CUCCINELLI: We will find out tomorrow.

CAVUTO: OK. All right.

CUCCINELLI: I mean, it's one of those things, every poll's a lagging indicator except Election Day.

I will tell you this. It's motivating a lot of people on our side. And like you said, the president didn't even mention it yesterday. Terry McAuliffe didn't mention it. I'm scared of what ObamaCare's doing to Virginians. And Terry McAuliffe is scared of what ObamaCare is doing to Terry McAuliffe.

And we -- we're -- we're trying to get that word out. And -- and as people get cancellation notice, tens of thousands of them in Virginia already, and now we know from the administration we can expect about 2 million Virginians over the course of the next year to get notices of cancellation of their health insurance.

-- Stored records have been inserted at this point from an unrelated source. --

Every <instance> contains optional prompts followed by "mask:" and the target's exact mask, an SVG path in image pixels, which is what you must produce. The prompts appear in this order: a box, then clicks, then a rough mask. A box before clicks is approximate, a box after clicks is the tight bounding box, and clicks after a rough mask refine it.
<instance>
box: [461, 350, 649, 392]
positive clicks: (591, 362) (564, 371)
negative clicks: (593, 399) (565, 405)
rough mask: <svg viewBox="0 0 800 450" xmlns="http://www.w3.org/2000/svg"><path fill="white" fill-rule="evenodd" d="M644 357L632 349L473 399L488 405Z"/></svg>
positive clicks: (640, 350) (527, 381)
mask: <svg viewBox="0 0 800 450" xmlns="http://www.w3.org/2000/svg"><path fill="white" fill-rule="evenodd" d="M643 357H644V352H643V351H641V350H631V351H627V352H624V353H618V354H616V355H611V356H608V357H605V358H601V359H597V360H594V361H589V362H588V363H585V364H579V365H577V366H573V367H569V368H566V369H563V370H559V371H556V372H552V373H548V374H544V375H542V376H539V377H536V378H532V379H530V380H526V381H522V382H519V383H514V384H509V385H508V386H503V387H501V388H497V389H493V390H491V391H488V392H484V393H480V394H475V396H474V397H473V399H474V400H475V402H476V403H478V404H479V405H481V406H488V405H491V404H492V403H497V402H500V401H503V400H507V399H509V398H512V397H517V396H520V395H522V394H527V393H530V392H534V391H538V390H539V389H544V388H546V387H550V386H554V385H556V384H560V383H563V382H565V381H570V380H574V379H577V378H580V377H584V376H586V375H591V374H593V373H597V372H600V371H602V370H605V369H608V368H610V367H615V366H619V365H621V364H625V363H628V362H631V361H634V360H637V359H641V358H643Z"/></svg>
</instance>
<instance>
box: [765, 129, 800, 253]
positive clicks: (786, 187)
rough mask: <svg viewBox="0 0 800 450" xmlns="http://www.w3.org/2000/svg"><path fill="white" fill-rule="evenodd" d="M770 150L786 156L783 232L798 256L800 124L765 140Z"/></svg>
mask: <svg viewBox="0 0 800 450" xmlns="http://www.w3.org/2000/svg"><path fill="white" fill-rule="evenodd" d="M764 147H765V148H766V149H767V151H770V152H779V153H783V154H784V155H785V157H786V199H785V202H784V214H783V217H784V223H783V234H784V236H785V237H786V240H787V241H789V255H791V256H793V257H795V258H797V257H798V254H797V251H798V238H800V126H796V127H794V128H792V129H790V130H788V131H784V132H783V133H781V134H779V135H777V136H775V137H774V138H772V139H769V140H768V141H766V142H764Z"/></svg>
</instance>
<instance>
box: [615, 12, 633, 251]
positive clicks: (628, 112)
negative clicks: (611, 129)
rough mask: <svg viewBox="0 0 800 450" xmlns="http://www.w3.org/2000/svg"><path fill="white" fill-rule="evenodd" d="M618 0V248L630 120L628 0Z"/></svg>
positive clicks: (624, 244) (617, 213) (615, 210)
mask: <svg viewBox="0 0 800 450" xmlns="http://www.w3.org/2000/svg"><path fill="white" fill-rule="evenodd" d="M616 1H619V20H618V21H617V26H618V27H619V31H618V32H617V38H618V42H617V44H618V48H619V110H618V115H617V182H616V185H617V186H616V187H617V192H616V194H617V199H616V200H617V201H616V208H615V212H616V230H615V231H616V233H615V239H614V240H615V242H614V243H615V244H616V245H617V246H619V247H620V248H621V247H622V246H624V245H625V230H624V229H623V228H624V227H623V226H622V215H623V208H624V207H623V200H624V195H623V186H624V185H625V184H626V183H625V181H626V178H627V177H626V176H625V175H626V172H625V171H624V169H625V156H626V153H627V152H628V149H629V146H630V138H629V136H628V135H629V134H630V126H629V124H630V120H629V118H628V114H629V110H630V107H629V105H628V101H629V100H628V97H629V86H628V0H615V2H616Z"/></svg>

This is being delivered to us courtesy of ObamaCare. And I was the first to fight it. We're hoping people will come to the polls tomorrow to send Washington a message about what a failure ObamaCare is. And tomorrow's turned very much into a referendum on ObamaCare in Virginia.

CAVUTO: If you were to lose -- I know you don't see that as a case -- but would it also be a referendum that people are OK with ObamaCare?

CUCCINELLI: Well, I don't know. We're going to have to see how it plays out.

Certainly, we have come from behind and closed this to an anybody's ball game, in part based upon ObamaCare, while being badly outspent. I mean, what people in other states don't see is that we're being outspent by tremendous ratios on television, coming from out-of-state money, whether it's Michael Bloomberg or unions or Planned Parenthood, or whomever it is. They're putting tons of money into my opponent and we don't have the equivalent necessarily coming in on our side. And they're lying through their teeth about a lot of...

(CROSSTALK)

CAVUTO: But are you hurt by what appears to be a division within the Republican Party between Tea Partiers and very conservative types who argue...

(CROSSTALK)

CUCCINELLI: No, no, no, no, no, no, no, no, no.

CAVUTO: You don't think you were hurt by that?

CUCCINELLI: No, no, no, not right now, no.

No, everybody is totally unified on this. Independents are coming around on this. And it's really -- like I said, the president coming here has also helped crystallize people's focus. It isn't just Republican. It's everybody. And Democrats aren't stepping up and defending this program. They recognize -- some of them now recognize openly that we're on the right side of this.

(CROSSTALK)

CAVUTO: Well, do you think they knew all along the stuff you were warning about and now the latest revelations that this could affect tens of millions of Americans on corporate health care plans of their own that thought they were immune to this, but they're not immune to this? Did you have a sense then, do you think Democrats had a sense then that this was much bigger than they were letting on?

CUCCINELLI: Well, certainly some of them did. As we have read recently, the White House certainly knew for years and continued to lie to us anyway. And...

CAVUTO: So, you think they lied? You think they lied? You don't think that the president just didn't know?

(CROSSTALK)

CUCCINELLI: Neil, there's -- there's no think about it.

I mean, they debated within the White House whether or not to tell the truth, which is amazing itself. What's even more amazing is they decided, no, we won't tell them the truth.

And then -- and now they try to, you know, wordplay it. "Well, it's just a transition. "

CAVUTO: Right.

CUCCINELLI: Tell that to all the people losing their health insurance.

CAVUTO: OK. Ken Cuccinelli, thank you very, very much.

CUCCINELLI: Thanks, Neil.

CAVUTO: Again, we tried for Terry McAuliffe as well, always, but we're not going to deny one over the other if you can't get the other. All right.